Greek PM Costas Karamanlis has called for past difficulties with Turkey to be put aside, on the first visit to Ankara by a Greek leader in almost 50 years.
The two leaders were not clear how they would proceed on major issues
The three-day visit is the most significant attempt to improve relations between the two countries.
Although few signs of progress emerged on major issues, especially Cyprus, the leaders said ties were strengthened.
Mr Karamanlis added that Greece wanted to see Turkey as a member of the EU once it had met its EU obligations.
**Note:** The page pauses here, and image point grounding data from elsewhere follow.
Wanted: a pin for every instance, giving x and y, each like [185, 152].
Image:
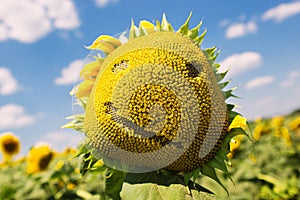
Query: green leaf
[114, 182]
[150, 191]
[188, 175]
[185, 27]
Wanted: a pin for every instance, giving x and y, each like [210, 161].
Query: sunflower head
[38, 158]
[9, 145]
[153, 100]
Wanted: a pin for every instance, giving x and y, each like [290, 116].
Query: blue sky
[42, 49]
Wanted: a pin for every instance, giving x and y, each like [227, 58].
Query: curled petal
[105, 43]
[90, 70]
[83, 89]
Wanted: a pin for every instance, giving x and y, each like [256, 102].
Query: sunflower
[9, 145]
[38, 158]
[153, 99]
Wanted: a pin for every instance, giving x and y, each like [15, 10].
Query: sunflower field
[265, 168]
[158, 125]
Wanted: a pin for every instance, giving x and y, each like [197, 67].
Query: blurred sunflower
[9, 145]
[38, 158]
[295, 124]
[153, 99]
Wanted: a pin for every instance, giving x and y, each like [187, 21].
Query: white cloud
[224, 23]
[292, 76]
[69, 73]
[259, 81]
[103, 3]
[240, 62]
[282, 11]
[240, 29]
[28, 20]
[8, 84]
[61, 139]
[13, 116]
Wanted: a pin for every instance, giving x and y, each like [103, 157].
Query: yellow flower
[295, 124]
[38, 158]
[234, 145]
[286, 136]
[260, 129]
[71, 186]
[9, 145]
[156, 100]
[277, 121]
[238, 122]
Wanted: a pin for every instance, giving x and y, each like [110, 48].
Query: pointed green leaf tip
[165, 25]
[184, 29]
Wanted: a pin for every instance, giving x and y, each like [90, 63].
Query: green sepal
[211, 52]
[210, 172]
[198, 40]
[221, 75]
[193, 33]
[184, 29]
[229, 94]
[222, 85]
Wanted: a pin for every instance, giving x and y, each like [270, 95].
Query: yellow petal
[238, 122]
[132, 32]
[147, 27]
[90, 70]
[105, 43]
[84, 89]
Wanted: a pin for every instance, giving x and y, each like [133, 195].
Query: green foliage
[265, 168]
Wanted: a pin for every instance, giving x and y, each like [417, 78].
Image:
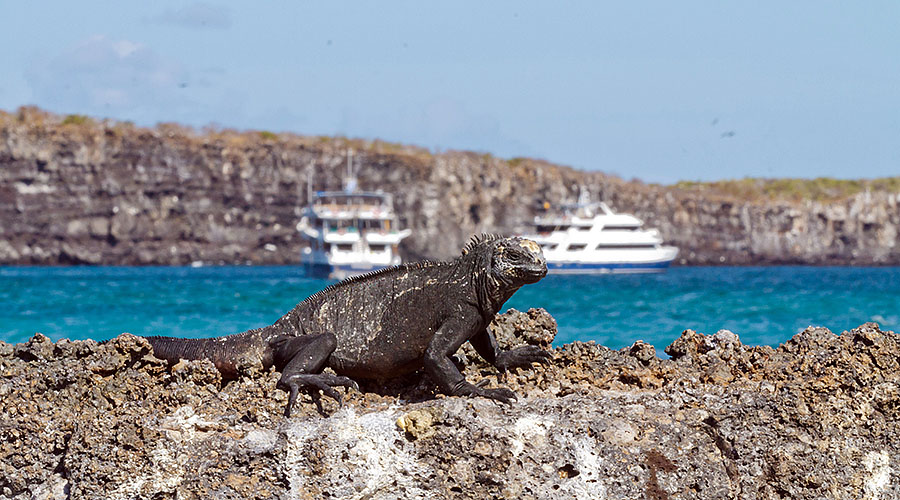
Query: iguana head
[512, 261]
[518, 261]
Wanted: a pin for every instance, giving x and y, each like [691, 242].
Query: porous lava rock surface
[816, 417]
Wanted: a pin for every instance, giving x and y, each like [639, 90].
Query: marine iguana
[387, 323]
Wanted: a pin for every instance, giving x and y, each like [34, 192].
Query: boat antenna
[350, 181]
[584, 197]
[309, 173]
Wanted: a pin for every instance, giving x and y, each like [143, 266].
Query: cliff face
[85, 192]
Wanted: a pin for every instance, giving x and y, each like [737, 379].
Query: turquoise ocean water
[763, 305]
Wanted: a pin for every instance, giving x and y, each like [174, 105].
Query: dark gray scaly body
[387, 323]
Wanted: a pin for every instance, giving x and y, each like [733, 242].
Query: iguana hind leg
[303, 359]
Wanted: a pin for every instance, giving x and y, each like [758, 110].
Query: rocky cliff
[818, 417]
[78, 191]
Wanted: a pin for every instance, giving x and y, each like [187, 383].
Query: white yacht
[350, 232]
[586, 238]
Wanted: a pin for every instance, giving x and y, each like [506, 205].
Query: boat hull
[607, 267]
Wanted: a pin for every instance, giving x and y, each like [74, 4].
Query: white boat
[350, 232]
[589, 238]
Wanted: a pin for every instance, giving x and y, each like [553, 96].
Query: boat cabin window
[625, 246]
[372, 224]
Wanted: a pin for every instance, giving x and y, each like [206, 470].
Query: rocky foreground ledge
[815, 418]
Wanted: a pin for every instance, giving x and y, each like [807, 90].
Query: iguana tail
[224, 352]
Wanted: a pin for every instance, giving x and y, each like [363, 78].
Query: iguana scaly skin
[387, 323]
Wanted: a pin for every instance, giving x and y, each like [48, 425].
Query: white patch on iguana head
[529, 245]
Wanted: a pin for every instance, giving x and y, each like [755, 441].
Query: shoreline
[816, 417]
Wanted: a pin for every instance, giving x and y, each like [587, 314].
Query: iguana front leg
[486, 345]
[303, 359]
[443, 371]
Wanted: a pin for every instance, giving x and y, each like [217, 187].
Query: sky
[656, 90]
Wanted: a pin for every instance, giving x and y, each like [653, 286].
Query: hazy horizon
[656, 91]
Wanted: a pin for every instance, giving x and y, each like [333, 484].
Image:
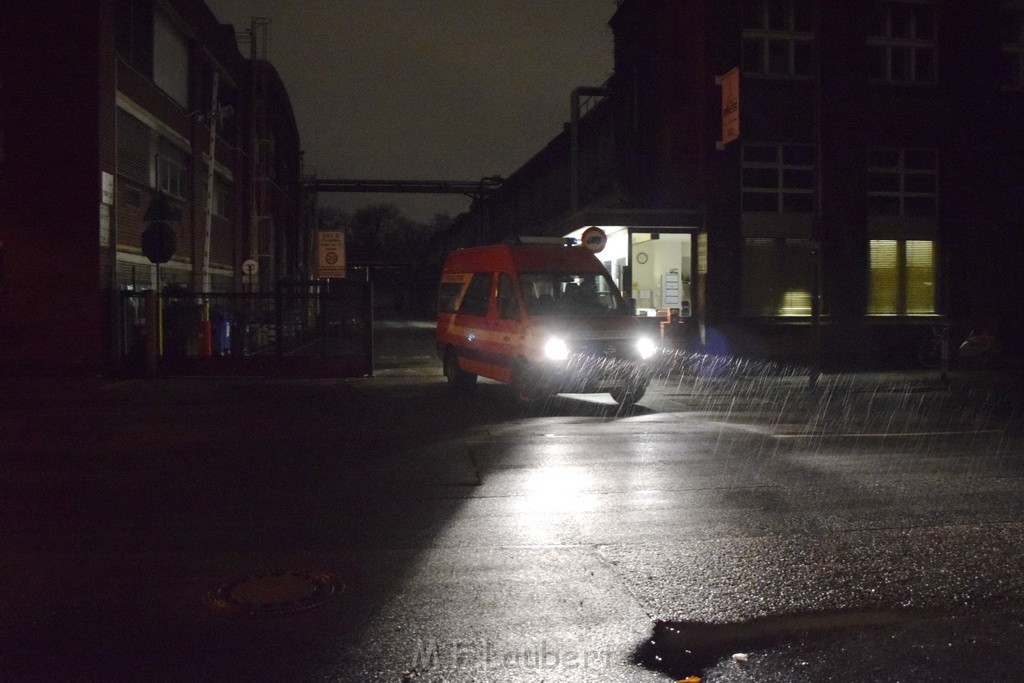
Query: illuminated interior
[662, 267]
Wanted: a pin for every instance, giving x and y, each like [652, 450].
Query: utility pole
[214, 116]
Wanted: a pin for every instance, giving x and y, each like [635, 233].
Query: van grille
[607, 348]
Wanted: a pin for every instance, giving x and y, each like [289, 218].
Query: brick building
[105, 105]
[880, 163]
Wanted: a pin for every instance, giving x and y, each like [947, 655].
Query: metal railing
[303, 329]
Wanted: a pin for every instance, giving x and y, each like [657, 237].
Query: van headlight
[556, 349]
[646, 347]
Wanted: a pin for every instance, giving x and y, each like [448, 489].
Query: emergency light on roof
[565, 242]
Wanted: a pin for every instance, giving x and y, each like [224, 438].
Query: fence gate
[308, 329]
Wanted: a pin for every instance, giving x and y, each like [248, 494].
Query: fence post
[154, 332]
[279, 323]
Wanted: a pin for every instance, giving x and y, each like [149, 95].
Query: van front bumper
[589, 375]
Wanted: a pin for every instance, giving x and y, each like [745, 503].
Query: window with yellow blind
[902, 278]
Specific results were not expected from the visit, but correspondents describe it as a public commitment to keep talking.
'Look to the future'
Mr Karamanlis's meeting with Turkish Prime Minister Recep Tayyip Erdogan lasted over an hour longer than planned, and their news conference was also unusually lengthy.
Both men stressed the recent improvement in relations after years of mutual suspicion and hostility.
"I am here to show Greece's desire, which is to go beyond the difficulties of the past and to look towards the future with hope," Mr Karamanlis said.
Mr Erdogan said he thought the new year would present "new opportunities" for the two countries.
They spoke of new ties on the economic, cultural and military fronts, but there was little sign of progress on the main political problems that divide them.
Mr Erdogan called for Greek support to restart talks on the unification of Cyprus.
He said ending territorial disputes in the Aegean Sea - which brought the two countries to the brink of war just over a decade ago - must be a priority.
Mr Karamanlis called on Turkey to abide by international law in the Aegean and said that although Greece supported Turkey's ambitions to join the EU, it had many obligations to meet to make that possible.
"Provided Turkey continues on the reform path and meets criteria... Europe must accept it as a full member of the European family," he said.
After years of mutual suspicion, at times turning into outright hostility, relations between Greece and Turkey have improved immensely in the past decade, says the BBC's Sarah Rainsford in Istanbul.
The two nations have opened a joint gas pipeline and trade relations have boomed.